Ложное ощущение времени. Проходит минут двадцать, но кажется, что мучительные часы. Они недолго церемонились. После попыток допытаться чего-нибудь дельного от Ингвара, снова обошли весь дом. На этот раз перевернули его вверх дном — так ничего и не нашли. Здесь он не соврал.
Эмма злорадно разбивает стоящие на кухне вазы, декоративные колбы и керамические горшки.
— Всегда раздражали.
Дальше происходит необратимое. Многие месяцы после она будет судорожно копошится в хронологии, анализировать каждую мелочь, что бы она могла сделать, чтобы это предотвратить.
Человек в черном возвращается, подкрадывается и бьет Аду по голове, чтобы она отключилась. Просыпается — за порогом у гаража, прямо на подъездной бетонной дорожке.
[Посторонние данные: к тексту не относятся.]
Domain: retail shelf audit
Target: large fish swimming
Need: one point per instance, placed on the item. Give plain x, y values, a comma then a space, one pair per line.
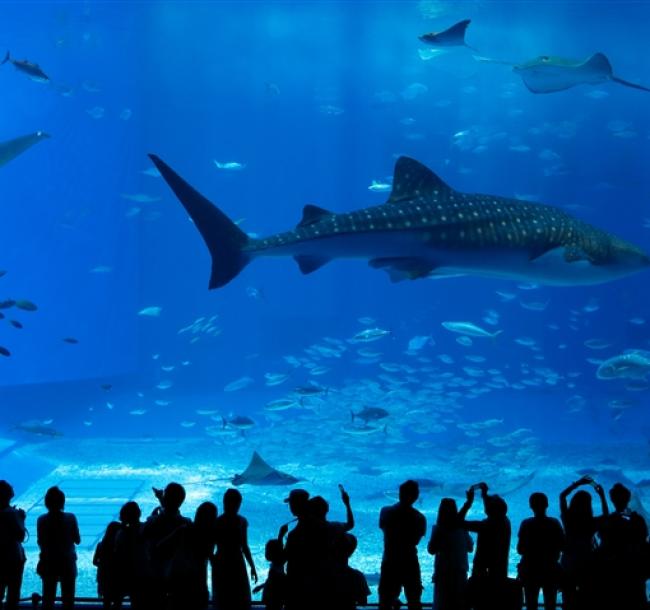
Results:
11, 149
426, 228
Ее колотит не то от перенапряжения, не то от морозного утра. Она замечает это не сразу — огонь. Огонь внутри дома захватил полностью почти весь первый этаж. Быстро оклематься и всматриваться в окна, чтобы обнаружить там сына с мужем. Вокруг больше никого нет. Если они не внутри, то где? Хоть бы они были не внутри.
Ада вспомнила, как молиться. Но сперва она обежала дом вокруг, задыхаясь от собственного сердца, заткнувшего глотку. Кричала их имена. Звала на помощь соседей (живут на отшибе — не так-то просто). Еле слышное «мама», доносящееся сверху, подарило луч надежды, что все, возможно, будет в порядке. Подумала. если все же бог существует, он не позволит ее пятилетнему ребенку вот так сгореть там — заживо.
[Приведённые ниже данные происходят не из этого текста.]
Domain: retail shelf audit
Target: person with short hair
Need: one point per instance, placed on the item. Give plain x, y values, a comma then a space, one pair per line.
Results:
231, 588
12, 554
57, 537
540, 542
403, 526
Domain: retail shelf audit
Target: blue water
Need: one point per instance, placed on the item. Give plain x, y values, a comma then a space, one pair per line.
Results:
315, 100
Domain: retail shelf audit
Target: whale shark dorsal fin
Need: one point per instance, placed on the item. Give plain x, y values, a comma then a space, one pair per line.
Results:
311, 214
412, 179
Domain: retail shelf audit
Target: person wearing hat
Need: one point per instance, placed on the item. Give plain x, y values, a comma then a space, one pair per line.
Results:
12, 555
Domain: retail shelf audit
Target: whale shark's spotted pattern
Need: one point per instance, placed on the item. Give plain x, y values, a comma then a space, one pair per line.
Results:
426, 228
На стене — черным баллончиком (заметила только погодя): «подарок для самой умной».
Пожарная бригада так и не успела приехать вовремя. Тушила лишь угли.
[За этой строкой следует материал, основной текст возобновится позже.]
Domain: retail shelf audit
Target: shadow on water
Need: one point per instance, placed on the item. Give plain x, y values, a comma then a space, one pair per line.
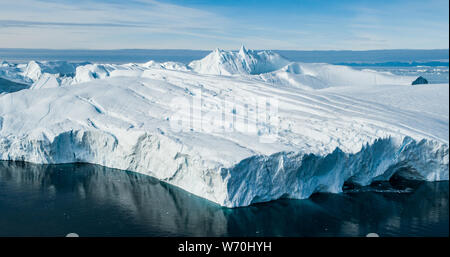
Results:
91, 200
Угли — это все, что ей останется.
Они даже не успели проститься.
_____
С тех пор не произносит ни слова. Табличка «I’m mute» на ресепшене в маленьком гест-хаусе на окраине родного города, которой теперь так назвать язык не поворачивается.
Прошло достаточно времени, чтобы она научилась не вздрагивать: от каждого звонка, резкого поворота, громкого смеха, сигнала гудка или хлопка автомобильных труб. От входящих гостей, желающих заселиться в номер на двоих в мансардной комнате.
С тех пор, как она похоронила останки своей семьи и перебралась в Голуэй, Ада взяла за правило не оставлять после себя следов. Девушка-инкогнито. Маска беспристрастности. Человек без прошлого с вероятным будущем. Вероятным. Каждый день она заставляет себя просыпаться, открывать глаза и ступать ногами на холодный пол. Нет смысла в том, чтобы обслуживать тело, но она продолжает это делать по инерции. И еще потому что в ней остались куски личности, да что там личности — тупой инстинкт самосохранения.
Хотя каждую субботу она все ближе к мысли о том, чтобы покончить с собой.
В воскресение спасает поход к маяку. Поблизости — церквушка. Одна пожилая дама с болонкой заприметила ее вовремя прогулок.
— Ты, смотрю, часто тут бываешь. Лицо твое мне незнакомо. Приезжая?
Ада кивает. Выучила язык жестов — отвечает по возможности, если кто-то его тоже понимает, но не в этом случае. Подносит два пальца к губам и прикладывает крестом.
— А-а... Почему внутрь не заходишь? — указывает на собор. В ответ пожимает плечами. Ладони складывает, как для молитвы, и мотает головой, выражая свое неверие в такие ритуалы. Свое неверие в целом. Надежда покинула ее, осталось только принятие. Как есть.
Навстречу издалека, с утеса, идет человек. Мужская фигура. Волосы у лба разлетаются от сильного ветра с залива. Пожилая дама машет ему рукой. Этого — точно знает. Говорит, сейчас познакомлю тебя с одним человеком. Хороший человек.
Ада приподнимает уголки рта. Волосы у самой растрепались. Вместо прежних черных — блонд, корни только слегка отросли.
— Добрый день, Миссис Бирн. Здравствуйте...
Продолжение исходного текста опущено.